May 12, 2011 19:00
Stazione Leopolda di Firenze | IT
Jean Bacho began working with scrap metal in 2010, with the aim to realize a physical idea. He carries out the project The 7 Junk Gang, seven knights made of wreckage with the help of Francesco Alessandra.
“The pieces of junk are completely useless to the function they were intended, for what they have been conceived. At the time of their death, the artist intervenes with his renewal.”
Jean Bacho considers himself a true humanist, he is never in search of new, but he is extremely nostalgic to what the man has produced. The scraps are memories of childhood. They spark creative thinking, generate hypotheses about the future, stimulate the desire to pass on their history. By saving some of them from the destruction, Bacho pass on the history of industrialization, machinery and labor.
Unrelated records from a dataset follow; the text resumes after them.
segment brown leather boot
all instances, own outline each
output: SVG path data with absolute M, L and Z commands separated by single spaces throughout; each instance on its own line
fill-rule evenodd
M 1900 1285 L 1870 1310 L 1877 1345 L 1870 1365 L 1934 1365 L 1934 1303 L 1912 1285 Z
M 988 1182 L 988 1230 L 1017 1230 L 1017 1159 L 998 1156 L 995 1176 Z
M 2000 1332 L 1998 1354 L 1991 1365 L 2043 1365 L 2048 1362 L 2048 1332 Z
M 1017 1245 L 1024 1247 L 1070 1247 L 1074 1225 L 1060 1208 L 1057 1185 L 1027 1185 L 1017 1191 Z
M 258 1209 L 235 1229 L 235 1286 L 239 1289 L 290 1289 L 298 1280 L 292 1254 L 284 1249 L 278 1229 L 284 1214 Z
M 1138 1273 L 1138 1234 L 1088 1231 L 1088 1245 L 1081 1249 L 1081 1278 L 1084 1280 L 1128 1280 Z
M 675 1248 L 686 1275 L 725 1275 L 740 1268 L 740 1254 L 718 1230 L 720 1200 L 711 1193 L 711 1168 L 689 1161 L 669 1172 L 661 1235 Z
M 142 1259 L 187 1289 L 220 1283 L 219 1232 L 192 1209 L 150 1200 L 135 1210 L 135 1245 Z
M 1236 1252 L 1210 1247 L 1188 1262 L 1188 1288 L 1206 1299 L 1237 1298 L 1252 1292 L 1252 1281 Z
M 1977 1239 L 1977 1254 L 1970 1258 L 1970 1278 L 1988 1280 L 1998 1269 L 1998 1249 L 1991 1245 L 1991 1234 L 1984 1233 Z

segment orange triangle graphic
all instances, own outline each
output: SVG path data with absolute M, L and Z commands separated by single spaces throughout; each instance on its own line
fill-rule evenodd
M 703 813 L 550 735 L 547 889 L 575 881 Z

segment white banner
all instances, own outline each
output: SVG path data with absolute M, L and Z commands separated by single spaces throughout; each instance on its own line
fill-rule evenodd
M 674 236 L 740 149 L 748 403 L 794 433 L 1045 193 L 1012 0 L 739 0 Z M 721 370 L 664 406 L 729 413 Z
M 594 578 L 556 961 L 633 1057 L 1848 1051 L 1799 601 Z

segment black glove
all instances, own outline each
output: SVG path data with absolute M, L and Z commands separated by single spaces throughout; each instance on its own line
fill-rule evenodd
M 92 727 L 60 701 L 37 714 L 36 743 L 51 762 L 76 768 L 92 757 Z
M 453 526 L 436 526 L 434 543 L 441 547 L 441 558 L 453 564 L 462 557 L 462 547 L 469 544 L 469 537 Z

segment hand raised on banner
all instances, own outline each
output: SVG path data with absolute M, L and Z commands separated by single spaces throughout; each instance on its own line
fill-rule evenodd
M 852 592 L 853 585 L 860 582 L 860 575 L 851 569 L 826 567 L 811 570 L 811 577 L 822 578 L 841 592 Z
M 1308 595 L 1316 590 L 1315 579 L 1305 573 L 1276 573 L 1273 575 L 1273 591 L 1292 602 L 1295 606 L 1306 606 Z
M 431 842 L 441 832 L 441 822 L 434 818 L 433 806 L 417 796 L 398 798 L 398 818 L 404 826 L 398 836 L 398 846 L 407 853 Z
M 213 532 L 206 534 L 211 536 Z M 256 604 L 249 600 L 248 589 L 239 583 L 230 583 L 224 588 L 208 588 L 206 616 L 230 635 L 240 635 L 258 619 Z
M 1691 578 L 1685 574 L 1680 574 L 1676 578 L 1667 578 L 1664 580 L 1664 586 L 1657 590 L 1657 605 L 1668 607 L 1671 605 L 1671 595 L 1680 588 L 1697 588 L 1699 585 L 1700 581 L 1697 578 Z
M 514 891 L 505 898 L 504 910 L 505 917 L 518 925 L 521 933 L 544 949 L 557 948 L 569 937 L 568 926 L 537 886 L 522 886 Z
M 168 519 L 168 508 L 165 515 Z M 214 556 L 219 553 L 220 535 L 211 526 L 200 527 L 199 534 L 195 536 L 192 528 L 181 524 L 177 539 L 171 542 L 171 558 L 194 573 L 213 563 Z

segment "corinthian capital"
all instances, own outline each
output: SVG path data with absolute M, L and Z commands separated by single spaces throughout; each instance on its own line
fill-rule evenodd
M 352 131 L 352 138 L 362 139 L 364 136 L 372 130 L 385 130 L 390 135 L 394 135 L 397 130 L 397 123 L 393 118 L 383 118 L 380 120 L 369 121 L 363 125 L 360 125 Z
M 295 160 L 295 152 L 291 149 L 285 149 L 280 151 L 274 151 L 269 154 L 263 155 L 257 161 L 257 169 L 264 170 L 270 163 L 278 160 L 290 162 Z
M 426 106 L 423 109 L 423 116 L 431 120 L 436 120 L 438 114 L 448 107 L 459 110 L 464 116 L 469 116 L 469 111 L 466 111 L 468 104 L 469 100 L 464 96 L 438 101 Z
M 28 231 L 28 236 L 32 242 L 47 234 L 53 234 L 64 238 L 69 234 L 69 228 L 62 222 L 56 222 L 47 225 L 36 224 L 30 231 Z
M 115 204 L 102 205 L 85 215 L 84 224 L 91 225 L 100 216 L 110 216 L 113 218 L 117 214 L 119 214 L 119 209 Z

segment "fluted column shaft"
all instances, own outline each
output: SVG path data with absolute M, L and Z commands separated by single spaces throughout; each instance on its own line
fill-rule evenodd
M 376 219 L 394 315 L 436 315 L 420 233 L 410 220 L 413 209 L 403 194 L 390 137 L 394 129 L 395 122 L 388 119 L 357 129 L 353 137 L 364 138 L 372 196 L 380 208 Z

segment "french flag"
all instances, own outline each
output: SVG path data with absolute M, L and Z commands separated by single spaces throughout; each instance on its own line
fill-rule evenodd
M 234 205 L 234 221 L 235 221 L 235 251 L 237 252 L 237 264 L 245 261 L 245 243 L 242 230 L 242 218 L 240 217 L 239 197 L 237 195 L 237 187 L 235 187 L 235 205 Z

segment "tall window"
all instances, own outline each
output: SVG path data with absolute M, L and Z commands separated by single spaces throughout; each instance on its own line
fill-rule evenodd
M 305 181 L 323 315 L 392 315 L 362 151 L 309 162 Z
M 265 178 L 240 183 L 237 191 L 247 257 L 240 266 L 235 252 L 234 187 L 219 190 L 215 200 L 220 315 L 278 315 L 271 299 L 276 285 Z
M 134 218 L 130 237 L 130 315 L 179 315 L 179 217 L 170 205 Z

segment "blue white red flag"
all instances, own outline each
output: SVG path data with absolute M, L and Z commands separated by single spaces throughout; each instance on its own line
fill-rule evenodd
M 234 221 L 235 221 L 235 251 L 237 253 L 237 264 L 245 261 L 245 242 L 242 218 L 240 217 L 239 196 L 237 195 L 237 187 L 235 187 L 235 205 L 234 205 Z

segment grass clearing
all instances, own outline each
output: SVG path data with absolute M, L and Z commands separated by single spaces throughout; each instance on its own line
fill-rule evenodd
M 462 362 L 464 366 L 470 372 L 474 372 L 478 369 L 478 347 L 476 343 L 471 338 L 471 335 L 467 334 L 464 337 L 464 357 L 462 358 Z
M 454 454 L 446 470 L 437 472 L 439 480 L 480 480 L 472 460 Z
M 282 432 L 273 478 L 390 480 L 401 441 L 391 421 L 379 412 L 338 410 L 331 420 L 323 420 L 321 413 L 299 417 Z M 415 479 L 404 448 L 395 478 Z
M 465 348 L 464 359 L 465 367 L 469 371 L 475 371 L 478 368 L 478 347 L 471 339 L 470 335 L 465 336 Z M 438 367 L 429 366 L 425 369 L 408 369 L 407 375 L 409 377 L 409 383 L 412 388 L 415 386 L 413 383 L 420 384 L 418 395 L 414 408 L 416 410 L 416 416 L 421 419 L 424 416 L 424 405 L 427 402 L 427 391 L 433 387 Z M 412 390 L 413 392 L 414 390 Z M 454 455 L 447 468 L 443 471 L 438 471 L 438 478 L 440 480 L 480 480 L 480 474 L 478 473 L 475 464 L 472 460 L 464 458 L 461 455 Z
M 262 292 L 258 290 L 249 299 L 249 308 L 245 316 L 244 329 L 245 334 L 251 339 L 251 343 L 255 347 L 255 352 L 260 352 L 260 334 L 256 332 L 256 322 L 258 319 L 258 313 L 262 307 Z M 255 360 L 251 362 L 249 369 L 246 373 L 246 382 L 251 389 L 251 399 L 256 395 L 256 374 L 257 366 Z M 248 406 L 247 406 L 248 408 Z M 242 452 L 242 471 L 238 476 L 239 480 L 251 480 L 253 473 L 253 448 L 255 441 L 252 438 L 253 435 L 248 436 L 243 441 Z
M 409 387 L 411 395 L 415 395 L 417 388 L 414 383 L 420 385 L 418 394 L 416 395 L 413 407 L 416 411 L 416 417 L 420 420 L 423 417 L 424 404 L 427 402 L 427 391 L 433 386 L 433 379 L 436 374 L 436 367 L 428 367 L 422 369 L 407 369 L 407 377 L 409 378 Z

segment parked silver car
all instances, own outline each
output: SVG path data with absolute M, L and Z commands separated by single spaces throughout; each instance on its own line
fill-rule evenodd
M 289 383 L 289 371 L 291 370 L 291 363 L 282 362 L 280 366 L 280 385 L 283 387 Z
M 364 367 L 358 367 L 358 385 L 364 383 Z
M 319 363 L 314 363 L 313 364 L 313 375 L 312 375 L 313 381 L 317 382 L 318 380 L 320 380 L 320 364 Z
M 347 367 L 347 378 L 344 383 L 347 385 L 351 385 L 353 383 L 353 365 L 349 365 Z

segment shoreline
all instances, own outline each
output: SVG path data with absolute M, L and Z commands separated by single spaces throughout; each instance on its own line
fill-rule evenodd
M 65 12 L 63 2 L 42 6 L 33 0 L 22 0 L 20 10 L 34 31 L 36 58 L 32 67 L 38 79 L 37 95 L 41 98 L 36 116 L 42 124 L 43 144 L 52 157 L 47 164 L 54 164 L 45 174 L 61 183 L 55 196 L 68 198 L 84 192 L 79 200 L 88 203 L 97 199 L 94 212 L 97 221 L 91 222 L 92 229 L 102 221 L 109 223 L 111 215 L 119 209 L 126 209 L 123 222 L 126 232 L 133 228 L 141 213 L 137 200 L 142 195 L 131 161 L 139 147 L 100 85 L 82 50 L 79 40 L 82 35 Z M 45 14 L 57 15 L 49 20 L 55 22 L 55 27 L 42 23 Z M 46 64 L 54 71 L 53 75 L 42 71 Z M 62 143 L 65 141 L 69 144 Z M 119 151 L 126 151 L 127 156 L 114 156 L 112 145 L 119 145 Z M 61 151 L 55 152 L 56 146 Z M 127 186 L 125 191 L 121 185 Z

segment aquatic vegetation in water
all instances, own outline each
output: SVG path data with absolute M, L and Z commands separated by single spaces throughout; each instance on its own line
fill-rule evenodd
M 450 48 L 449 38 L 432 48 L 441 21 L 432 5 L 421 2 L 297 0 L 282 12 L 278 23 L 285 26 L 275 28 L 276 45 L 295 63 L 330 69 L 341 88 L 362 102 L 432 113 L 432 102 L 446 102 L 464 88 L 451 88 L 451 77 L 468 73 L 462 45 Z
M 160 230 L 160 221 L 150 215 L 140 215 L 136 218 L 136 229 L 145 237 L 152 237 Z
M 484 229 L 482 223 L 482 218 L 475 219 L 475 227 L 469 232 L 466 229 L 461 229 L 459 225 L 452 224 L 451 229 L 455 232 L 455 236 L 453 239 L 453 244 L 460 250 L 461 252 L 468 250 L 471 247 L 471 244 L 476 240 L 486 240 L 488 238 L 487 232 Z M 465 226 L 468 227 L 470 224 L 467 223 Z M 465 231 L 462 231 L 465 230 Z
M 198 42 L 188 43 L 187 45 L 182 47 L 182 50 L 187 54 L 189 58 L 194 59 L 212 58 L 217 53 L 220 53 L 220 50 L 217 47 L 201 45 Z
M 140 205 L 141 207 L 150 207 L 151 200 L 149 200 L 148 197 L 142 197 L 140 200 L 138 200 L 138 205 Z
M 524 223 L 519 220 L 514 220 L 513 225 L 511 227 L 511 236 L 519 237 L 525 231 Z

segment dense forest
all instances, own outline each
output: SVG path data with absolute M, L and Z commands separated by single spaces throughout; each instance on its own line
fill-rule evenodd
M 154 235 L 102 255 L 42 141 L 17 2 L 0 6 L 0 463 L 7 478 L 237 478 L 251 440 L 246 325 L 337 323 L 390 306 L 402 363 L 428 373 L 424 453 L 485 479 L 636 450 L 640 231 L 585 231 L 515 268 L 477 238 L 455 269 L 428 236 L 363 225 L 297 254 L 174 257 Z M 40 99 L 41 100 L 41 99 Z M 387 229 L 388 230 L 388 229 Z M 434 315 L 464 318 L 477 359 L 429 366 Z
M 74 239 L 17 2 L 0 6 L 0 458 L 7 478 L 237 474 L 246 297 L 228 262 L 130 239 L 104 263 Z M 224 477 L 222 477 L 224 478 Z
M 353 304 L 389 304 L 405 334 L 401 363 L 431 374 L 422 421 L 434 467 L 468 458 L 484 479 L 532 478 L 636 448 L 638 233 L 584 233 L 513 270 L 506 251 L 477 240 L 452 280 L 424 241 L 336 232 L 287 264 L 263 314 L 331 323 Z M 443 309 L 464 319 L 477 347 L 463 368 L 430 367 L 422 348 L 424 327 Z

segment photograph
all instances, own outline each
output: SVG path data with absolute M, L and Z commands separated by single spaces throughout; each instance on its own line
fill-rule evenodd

“Progress” is going to suffer a setback, the modern is represented by the forced cohabitation with the superfluous. The waste is the peak of the superfluous and it’s also a
big business.
Thus, in the absurd logic of art, Bach, in this creative process, fights the modern falling into its own contradictions. Finding an aesthetic also in the rejection, not only he adapts to the business and by making art, but he denies the concept of superfluous, hoping for a return to primitivism and a sense of the past which are our last chance of salvation.